Re: Did GIRAPH-11 break vertex reactivation?

2011-11-15 Thread Sebastian Schelter
Yes, that fixes it. Thank you!

--sebastian

On 15.11.2011 22:12, Avery Ching wrote:
 This should fix it.  It passed local unittests.  Let me know.
 
 Avery
 
 On 11/15/11 1:03 PM, Avery Ching wrote:
 Yes, I think I broke it.  Sorry.  Let me get you a diff to test quickly.

 Avery

 On 11/15/11 12:42 PM, Sebastian Schelter wrote:
 Hi,

 I updated to the latest trunk (after the GIRAPH-11 commit) and wanted to
 continue to work on GIRAPH-51 where I use a small toy graph to test
 SimpleShortestPathVertex.

 Unfortunately my code did not work anymore and I guess I tracked it down
 to the fact that vertex that voted to halt are not reacted anymore when
 new messages arrive.

 In SimpleShortestPathVertex every vertex always votes to halt and only
 gets reactivated when a shorter path to it has been found. However my
 test run always finished after superstep 0.

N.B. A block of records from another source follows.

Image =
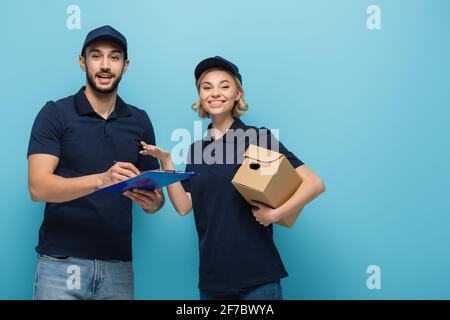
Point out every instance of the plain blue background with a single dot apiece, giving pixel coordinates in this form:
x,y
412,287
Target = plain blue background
x,y
367,110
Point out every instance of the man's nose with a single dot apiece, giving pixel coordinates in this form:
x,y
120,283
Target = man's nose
x,y
105,64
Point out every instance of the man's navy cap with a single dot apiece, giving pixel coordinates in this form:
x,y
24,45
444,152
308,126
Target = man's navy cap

 I don't know too much about Giraph's internals yet, but my guess is that
 the number of sent messages is not tracked correctly anymore. Therefore
 giraph finishes the algorithm (as all vertices voted to halt) although
 there should still be messages in the pipeline.

 I think I tracked it down to this behavior:

 GraphMapper declares a variable workerSentMessages = 0 and never
 increases it. This variable is given to
 BspServiceWorker.finishSuperstep() which writes it to zookeeper and uses
 it to compute the GlobalStats afterwards, which are used to decide
 whether a new superstep has to be scheduled. As it has never been
 increased, the algorithm will always stop when all vertices voted to
 halt.

 It would be great if someone could confirm/disprove this speculation and
 help me to continue work on GIRAPH-51

 --sebastian